145 In any event, I do not consider that the Society was guilty of contributory negligence.
146 The Society was an unsophisticated lender and most applicants to it for mortgage advances had much smaller gross incomes than $235,000 per annum. I consider that Mr Gehrmann was entitled to take the view that a prospective borrower who, in July 1991, had a gross income of $235,000 per annum would be able to meet his obligations under the proposed mortgage.
147 I am also of the opinion that the Society, without making any further inquiry and notwithstanding that it had received apparently inconsistent information, was entitled to rely on an unequivocal written representation about Mr Wynne's income made by a firm of chartered accountants, who acted for Mr Wynne and his company and who were familiar with the financial affairs of Mr Wynne and his company, including any tax planning for Mr Wynne, which might not be reflected or fully reflected in the financial statements which had been provided to the Society.

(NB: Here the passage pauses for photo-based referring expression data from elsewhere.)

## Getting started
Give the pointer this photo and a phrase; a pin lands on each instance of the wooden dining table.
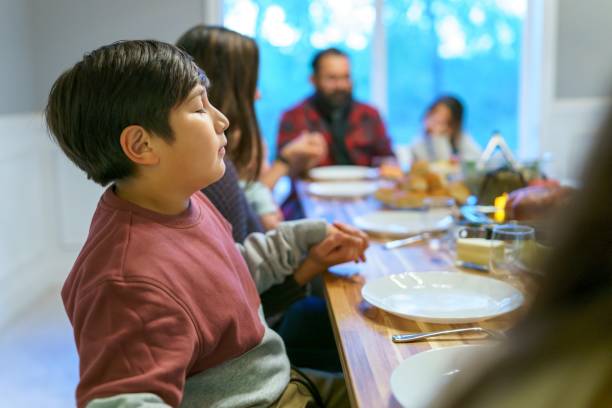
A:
(362, 331)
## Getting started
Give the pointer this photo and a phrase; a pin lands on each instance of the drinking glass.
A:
(511, 250)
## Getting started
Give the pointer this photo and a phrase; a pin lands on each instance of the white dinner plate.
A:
(442, 297)
(343, 173)
(419, 379)
(342, 189)
(399, 223)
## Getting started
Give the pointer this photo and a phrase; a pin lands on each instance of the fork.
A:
(407, 338)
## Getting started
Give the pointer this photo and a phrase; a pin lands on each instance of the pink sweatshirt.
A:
(155, 299)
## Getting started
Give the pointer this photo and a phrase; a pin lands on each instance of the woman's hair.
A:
(456, 109)
(572, 312)
(231, 62)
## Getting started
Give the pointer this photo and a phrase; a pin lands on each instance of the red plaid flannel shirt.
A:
(365, 139)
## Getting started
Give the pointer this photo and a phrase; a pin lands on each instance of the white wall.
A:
(31, 256)
(47, 202)
(566, 77)
(16, 73)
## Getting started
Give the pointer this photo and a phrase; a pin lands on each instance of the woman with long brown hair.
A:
(231, 61)
(238, 72)
(444, 138)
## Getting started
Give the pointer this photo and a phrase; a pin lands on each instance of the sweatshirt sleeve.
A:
(137, 400)
(133, 338)
(273, 256)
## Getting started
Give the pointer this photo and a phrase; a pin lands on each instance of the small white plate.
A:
(442, 297)
(419, 379)
(346, 269)
(400, 223)
(343, 173)
(345, 189)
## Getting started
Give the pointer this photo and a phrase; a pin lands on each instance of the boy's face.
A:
(194, 159)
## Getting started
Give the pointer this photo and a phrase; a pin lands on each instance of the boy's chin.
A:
(217, 177)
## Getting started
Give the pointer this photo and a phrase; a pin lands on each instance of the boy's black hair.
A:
(115, 86)
(316, 60)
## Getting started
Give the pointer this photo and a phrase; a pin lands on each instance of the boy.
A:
(164, 307)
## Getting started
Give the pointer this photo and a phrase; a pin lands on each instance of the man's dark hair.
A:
(316, 60)
(118, 85)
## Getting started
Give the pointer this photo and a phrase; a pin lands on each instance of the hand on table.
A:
(306, 151)
(342, 243)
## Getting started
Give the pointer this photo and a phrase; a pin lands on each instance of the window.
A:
(467, 48)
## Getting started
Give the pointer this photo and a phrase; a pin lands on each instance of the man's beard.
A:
(336, 99)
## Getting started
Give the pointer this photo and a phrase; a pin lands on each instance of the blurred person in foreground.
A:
(560, 354)
(444, 138)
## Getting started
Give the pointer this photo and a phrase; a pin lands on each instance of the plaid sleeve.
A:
(382, 143)
(291, 125)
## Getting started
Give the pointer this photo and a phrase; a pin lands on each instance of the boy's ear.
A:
(137, 145)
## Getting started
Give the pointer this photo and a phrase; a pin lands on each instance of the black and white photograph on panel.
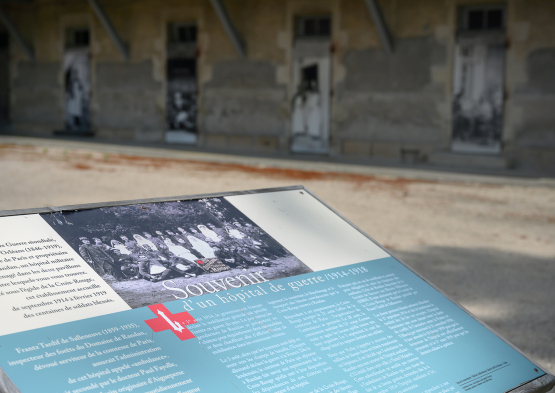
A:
(157, 252)
(77, 89)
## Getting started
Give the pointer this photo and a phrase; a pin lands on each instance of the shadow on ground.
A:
(512, 293)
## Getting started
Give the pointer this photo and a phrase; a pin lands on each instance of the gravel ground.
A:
(491, 247)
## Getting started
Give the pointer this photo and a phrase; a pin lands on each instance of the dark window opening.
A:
(183, 33)
(77, 38)
(4, 40)
(313, 26)
(482, 18)
(475, 20)
(495, 19)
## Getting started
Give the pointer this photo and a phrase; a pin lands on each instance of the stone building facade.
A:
(424, 80)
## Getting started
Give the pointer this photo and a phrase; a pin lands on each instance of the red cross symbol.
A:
(175, 322)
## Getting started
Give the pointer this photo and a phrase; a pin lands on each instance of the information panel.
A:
(224, 295)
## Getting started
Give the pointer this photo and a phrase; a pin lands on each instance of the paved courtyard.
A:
(487, 242)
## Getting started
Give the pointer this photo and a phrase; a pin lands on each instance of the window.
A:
(77, 38)
(182, 33)
(4, 40)
(313, 26)
(480, 18)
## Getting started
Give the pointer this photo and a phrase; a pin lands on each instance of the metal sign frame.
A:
(541, 384)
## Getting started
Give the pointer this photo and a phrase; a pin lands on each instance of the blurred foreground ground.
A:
(487, 242)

148 As I have previously remarked in this judgment, there is, in my opinion, a distinction between the question of whether, vis-a-vis Mrs Wynne, the Society should have made further inquiry and the question of whether, vis-a-vis a firm of chartered accountants who had provided information about the income of a prospective borrower, the Society should have made further inquiries.
149 In my opinion, the plaintiff is entitled to a verdict against the third and fifth defendants, without any finding of contributory negligence.